Morgane LELUC jeune chercheuse a étudié les origines du graffiti en France: le terrain vague de la chapelle.
Comment étudie-t-on un lieu mythique entre vrai et vraisemblable ? Et que peut-on savoir sur un art alors (encore ?) à venir ?
Entretien avec Franck Senaud. Janvier 2016
FS: Comment procède-t-on pour écrire sur cette mémoire du graffiti ?
ML: Il faut commencer par reprendre tout ce que l’on a pu trouver dans les écrits, même une toute petite suggestion ou une vague évocation, concernant le sujet. C’est à ce moment que tu te félicites des notes que tu as prises, même en pensant qu’elle ne te serviraient jamais.
Puis définir les bornes spatio-temporelles : prendre plus larges, pour parvenir à saisir le contexte d’émergence et les éventuelles influence postérieures au sujet.
Ça, c’est le plus simple : il suffit d’avoir assez de temps devant toi pour essayer de n’oublier aucun ouvrage.
Puis plus tu trouves d’infos, plus des questions se posent. C’est le principe de la recherche, je pense : en cherchant des informations ou des réponses à une question, tu en fait émerger 10 de plus. De celles-ci en découlent 10 encore, etc. Arrive donc un moment (frustrant) où tu dois te contraindre à restreindre les points que tu vas creuser. C’est aussi le moment où tu axes ta réflexion, et où ton travail devient personnel : par exemple, j’ai choisi de l’axer pas mal sur des réflexions sociologiques, ça aurait pu tout aussi bien être sur l’économie ou l’historiographie, ou sur une analyse formaliste pure, ou uniquement replacer des faits historiques
FS:
Faire la part de la légende et du réel ?
ML:
Je ne pense pas qu’il soit possible, concrètement, de faire la part des deux.
Tu as deux type de sources de premières main, sur lesquelles t’appuyer pour baser et étayer tes théories, ce sont les infos tangibles (dates, photos, documents administratifs) et les entretiens que tu as eu la chance de réaliser avec les acteurs. Si le premier point est irréfutable, le second l’est toujours, puisque l’on parle d’un souvenir personnel et d’un ressentis de la part des acteurs. Il faut donc comparer les témoignages, pour voir les points communs, et ceux sur lesquels se basent les désaccords: là c’est intéressant, car ces désaccords sont souvent le reflets d’une volonté de mythification d’un évènement ou d’un personnage, et c’est donc parlant sur plein de choses. Là encore, si tu creuses, tu trouve matière à réflexion.

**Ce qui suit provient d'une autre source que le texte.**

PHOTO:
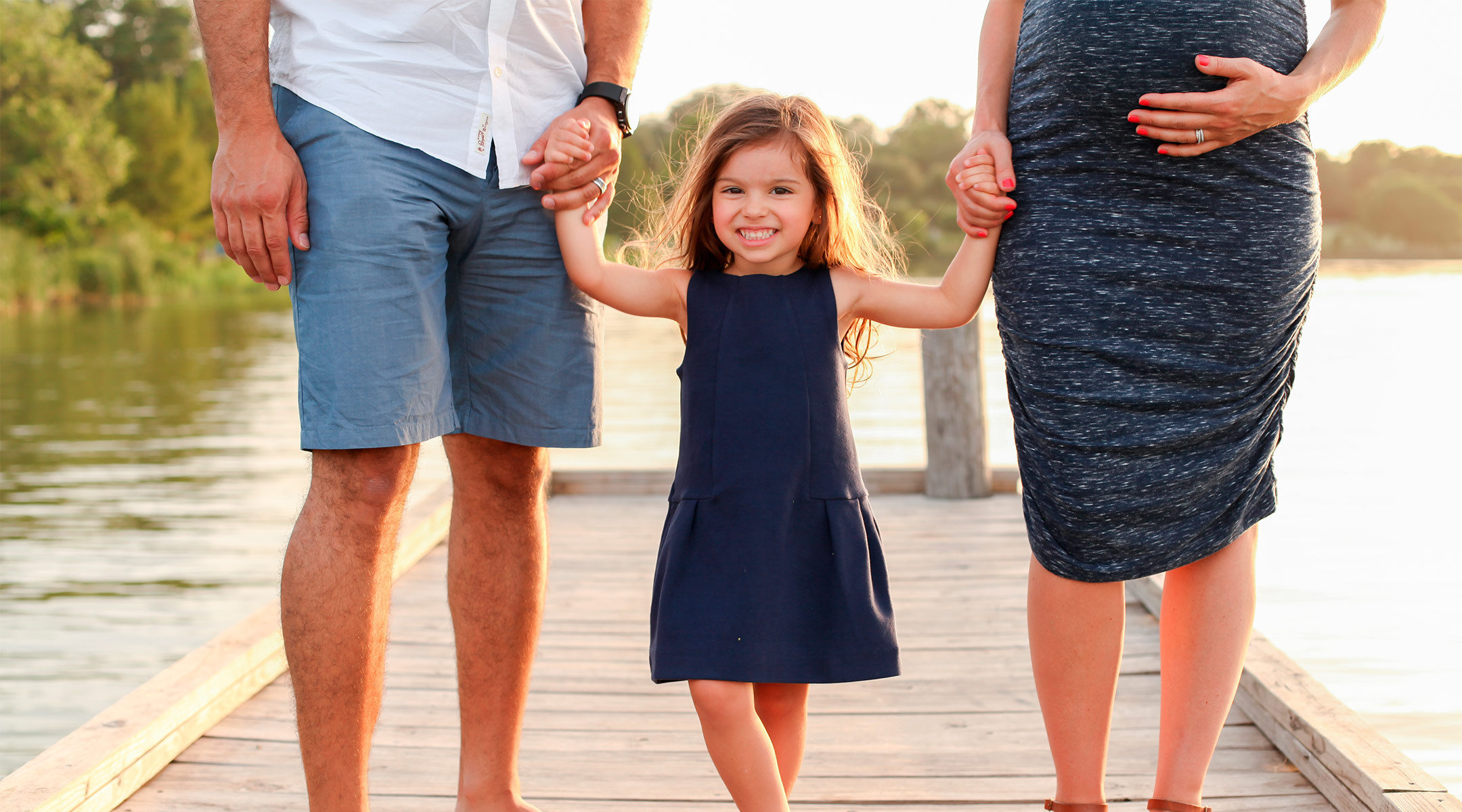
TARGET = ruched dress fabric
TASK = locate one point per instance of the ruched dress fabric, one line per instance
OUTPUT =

Mais de toute manière, cette légende participe à la compréhension du sujet: quand bien même l’Histoire a-t-elle été embellie, on comprend que c’est parce que le terrain a réellement une importance fondamentale dans l’histoire du graffiti français et européen.
Par cette mythification, les acteurs assoient la place que le terrain a occupé dans l’histoire du graff, puisqu’il ne peuvent ou ne veulent pas le faire par des moyens plus traditionnels (comme l’écriture d’un bouquin, par ex.
FS:
Est-ce que le terrain existe toujours ?
ML:
Le terrain n’existe plus, c’est aujourd’hui un centre de tri postal qui occupe la place. Il a été progressivement abandonné à partir de 1988-1989, suite au départ de plusieurs figures phare du terrain, de l’arrivée d’un public de moins en moins initié, de différents heurts internes aux habitués, et des descentes de flics de plus en plus régulières. Puis vers le milieu des années 1990, le centre a été construit.
FS:
Sur quels documents t'appuies-tu ?
ML:
Tous les documents que j’ai utilisés sont dans mes annexes : ma bibliographie et filmographie (qui contrairement à ce que l’on peut croire, représente facilement la moitié du travail de recherche, car les bouquins sont introuvables en bibliothèques publiques, excessivement chers, ou simplement en tirages limités et dans des collections particulières). J’ai écumé les archives photographiques, sans grand résultats. Sinon, ce sont des témoignages (très peu comme tu as peu le voir, mais ils ont été très généreux en infos, et surtout j’en parlais beaucoup avec Mathieu et Fred (Sowat et Lek). Fred habitait juste à côté, et les deux connaissent l’histoire du terrain, ou au moins une partie, et en tout cas son mythe, et m’ont beaucoup aidé sur certains points que je trouvais bancals).
Si j’avais eu plus de temps (en 8 mois c’est compliqué de tout regarder), j’aurais surement orienté mes recherches vers les différentes sources journalistiques et surtout, surtout, celles de la police.